Argyrios Gerogiannis, Yu-Han Huang, Venugopal V. Veeravalli
TL;DR
This work interrogates the practicality of prior-free black-box NS-RL using the MASTER framework. It demonstrates that for realistic horizons, MASTER’s non-stationarity detection is unlikely to trigger, causing performance to resemble a random-restart strategy with memory, and that its theoretically derived regret bounds remain trivial for very large horizons. Through experiments on piecewise stationary MABs, the study shows that quickest-change-detection (QCD) based methods are more robust and consistently outperform MASTER and naive random restarting. The results motivate the development of principled, QCD-based detectors for NS-RL that extend to broader settings beyond multi-armed bandits, highlighting a gap between order-optimal theory and practical feasibility. Overall, the paper emphasizes that effective change detection is key to viable NS-RL and suggests that future work should integrate rigorous QCD-based mechanisms into black-box RL systems.
Abstract
We study the problem of Non-Stationary Reinforcement Learning (NS-RL) without prior knowledge about the system's non-stationarity. A state-of-the-art, black-box algorithm, known as MASTER, is considered, with a focus on identifying the conditions under which it can achieve its stated goals. Specifically, we prove that MASTER's non-stationarity detection mechanism is not triggered for practical choices of horizon, leading to performance akin to a random restarting algorithm.

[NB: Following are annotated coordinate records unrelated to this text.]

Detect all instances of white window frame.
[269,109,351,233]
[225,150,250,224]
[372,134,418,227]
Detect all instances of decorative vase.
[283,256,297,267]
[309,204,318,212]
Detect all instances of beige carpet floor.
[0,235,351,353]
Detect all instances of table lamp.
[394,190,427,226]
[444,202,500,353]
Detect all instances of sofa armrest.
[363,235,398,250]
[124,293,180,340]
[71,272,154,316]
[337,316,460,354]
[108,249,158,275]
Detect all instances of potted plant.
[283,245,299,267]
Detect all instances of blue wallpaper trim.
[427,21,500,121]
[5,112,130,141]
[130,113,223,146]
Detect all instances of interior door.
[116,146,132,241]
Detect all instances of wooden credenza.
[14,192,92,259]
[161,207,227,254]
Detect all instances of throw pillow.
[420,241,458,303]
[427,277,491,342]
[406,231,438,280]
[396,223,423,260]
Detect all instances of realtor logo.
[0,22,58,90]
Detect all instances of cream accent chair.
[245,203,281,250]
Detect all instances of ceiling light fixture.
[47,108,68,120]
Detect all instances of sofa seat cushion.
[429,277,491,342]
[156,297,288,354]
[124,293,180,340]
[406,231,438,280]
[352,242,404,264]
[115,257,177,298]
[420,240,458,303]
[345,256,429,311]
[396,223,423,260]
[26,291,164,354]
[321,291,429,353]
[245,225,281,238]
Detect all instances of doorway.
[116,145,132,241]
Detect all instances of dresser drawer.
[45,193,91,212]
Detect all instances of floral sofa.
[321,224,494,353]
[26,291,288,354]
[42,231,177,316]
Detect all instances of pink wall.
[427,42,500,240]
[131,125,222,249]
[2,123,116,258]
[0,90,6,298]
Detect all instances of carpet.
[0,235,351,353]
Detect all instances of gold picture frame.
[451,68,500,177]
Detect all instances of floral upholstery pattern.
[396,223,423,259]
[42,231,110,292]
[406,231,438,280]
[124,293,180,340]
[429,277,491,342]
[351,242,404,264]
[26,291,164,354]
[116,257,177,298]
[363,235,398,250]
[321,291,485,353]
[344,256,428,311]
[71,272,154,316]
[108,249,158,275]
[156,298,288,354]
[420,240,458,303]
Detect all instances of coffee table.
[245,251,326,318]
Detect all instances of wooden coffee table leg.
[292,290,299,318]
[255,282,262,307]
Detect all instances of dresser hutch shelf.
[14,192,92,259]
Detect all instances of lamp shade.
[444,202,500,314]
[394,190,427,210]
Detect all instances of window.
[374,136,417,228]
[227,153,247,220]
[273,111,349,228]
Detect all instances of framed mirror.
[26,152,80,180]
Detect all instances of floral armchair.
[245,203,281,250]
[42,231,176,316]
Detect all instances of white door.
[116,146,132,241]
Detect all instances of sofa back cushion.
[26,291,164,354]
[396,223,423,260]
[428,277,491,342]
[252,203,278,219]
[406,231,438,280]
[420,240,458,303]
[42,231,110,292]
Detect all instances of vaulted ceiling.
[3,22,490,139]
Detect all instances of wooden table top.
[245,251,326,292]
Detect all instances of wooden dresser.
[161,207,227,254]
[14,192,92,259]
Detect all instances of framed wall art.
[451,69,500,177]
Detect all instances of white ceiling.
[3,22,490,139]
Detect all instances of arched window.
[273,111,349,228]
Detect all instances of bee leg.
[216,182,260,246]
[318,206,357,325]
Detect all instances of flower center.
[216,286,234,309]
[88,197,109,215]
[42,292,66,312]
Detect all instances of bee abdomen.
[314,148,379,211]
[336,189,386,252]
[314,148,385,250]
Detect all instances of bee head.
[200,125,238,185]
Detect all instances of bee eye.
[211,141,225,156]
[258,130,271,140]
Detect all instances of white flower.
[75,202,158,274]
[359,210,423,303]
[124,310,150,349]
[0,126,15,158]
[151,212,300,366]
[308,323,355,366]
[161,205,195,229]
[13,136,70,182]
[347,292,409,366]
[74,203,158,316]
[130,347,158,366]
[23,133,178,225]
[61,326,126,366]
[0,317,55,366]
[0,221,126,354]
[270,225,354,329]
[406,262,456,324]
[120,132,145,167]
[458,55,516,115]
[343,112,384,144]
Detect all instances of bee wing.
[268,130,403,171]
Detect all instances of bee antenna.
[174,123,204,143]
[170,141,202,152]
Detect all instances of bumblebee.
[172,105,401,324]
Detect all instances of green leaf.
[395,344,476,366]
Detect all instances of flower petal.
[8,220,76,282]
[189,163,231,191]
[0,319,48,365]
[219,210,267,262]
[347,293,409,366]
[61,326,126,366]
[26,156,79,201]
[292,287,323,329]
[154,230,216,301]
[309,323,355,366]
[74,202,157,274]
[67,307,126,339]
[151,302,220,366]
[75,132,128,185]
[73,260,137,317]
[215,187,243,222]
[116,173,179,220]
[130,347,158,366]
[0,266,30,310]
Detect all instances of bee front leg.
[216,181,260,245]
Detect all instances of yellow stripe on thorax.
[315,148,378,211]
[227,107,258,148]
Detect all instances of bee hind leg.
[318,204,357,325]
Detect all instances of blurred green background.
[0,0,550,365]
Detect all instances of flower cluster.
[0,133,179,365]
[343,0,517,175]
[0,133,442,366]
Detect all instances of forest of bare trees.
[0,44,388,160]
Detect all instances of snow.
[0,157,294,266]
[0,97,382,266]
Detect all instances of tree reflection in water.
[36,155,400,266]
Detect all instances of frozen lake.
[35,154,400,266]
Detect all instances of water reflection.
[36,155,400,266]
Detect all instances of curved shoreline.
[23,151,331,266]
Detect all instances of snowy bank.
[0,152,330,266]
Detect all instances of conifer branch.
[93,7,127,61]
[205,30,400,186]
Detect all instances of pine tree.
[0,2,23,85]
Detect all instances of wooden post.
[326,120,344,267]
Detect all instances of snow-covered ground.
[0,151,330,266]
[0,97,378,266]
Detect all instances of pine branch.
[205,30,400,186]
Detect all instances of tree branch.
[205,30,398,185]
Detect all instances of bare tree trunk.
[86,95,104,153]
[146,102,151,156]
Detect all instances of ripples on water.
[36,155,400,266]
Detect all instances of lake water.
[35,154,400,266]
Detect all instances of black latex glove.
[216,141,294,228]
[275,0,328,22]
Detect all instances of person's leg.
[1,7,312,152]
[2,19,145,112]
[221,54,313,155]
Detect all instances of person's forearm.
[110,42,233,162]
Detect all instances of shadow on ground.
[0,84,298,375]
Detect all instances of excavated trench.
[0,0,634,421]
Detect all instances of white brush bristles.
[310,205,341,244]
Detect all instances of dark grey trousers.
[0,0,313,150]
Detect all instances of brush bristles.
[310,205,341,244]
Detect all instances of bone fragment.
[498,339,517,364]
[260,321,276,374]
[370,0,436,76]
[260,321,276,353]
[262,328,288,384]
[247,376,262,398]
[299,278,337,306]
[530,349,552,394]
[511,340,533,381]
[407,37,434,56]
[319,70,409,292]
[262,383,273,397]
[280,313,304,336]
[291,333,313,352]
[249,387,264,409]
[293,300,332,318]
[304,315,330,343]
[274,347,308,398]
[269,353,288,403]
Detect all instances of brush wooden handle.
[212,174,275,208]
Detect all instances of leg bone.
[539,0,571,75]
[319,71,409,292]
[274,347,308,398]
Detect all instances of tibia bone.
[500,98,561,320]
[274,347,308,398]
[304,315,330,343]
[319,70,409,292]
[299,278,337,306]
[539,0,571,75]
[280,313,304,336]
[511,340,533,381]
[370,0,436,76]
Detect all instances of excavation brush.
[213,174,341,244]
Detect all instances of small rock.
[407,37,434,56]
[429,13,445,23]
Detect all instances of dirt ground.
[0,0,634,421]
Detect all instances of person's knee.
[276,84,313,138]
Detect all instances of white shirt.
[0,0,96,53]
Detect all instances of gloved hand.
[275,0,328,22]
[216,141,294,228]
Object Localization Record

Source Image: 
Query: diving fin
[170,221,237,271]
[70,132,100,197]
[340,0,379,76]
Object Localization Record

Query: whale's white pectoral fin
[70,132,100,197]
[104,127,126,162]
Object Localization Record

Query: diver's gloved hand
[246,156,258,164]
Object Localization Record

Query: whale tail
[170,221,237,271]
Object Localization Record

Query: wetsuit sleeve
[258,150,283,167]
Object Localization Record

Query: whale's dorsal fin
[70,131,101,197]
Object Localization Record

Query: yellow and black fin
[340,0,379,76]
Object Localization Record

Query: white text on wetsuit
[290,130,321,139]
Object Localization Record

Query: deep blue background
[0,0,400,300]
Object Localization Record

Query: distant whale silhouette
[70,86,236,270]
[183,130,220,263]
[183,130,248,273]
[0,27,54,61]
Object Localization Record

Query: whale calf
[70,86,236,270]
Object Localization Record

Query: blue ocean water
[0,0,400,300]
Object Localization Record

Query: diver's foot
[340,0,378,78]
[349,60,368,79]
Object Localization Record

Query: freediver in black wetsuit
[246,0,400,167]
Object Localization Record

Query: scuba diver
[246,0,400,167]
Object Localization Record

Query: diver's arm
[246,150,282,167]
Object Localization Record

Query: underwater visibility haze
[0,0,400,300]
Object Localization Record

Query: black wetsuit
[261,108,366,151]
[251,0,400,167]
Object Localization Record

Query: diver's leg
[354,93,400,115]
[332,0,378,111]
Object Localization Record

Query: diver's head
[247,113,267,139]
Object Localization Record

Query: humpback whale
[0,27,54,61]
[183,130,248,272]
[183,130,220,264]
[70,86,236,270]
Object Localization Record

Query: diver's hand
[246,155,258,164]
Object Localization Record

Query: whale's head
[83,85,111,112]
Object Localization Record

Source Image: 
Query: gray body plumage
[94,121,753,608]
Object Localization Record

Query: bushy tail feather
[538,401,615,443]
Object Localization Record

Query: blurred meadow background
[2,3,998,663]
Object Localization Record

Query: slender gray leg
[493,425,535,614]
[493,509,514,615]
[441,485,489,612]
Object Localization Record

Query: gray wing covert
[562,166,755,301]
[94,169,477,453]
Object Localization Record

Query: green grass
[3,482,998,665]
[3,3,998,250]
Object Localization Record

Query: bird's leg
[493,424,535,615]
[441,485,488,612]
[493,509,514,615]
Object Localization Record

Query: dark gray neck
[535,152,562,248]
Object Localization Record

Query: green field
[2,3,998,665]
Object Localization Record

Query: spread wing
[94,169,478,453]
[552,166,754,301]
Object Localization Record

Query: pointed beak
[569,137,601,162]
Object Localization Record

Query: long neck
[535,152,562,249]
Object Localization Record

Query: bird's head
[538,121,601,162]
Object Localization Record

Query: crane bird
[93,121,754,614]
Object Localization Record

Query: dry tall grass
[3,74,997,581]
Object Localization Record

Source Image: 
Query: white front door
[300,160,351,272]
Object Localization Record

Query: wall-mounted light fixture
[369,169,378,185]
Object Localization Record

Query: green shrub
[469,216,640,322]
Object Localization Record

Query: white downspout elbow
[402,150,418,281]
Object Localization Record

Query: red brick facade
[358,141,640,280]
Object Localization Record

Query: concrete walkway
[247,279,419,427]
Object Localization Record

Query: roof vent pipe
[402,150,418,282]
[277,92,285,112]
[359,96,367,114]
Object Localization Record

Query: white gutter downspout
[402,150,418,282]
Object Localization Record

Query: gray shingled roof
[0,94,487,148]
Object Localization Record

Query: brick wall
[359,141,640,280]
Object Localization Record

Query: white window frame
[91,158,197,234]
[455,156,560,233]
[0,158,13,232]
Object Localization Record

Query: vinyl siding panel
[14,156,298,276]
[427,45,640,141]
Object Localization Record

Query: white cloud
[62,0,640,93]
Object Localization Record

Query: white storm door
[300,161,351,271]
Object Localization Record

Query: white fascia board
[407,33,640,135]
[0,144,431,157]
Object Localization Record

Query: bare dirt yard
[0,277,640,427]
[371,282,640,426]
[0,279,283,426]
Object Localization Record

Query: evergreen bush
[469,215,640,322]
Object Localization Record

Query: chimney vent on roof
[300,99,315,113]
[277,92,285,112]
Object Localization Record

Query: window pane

Moreover, we show that the regret bound for MASTER, while being order optimal, stays above the worst-case linear regret until unreasonably large values of the horizon. To validate these observations, MASTER is tested for the special case of piecewise stationary multi-armed bandits, along with methods that employ random restarting, and others that use quickest change detection to restart. A simple, order optimal random restarting algorithm, that has prior knowledge of the non-stationarity is proposed as a baseline. The behavior of the MASTER algorithm is validated in simulations, and it is shown that methods employing quickest change detection are more robust and consistently outperform MASTER and other random restarting approaches.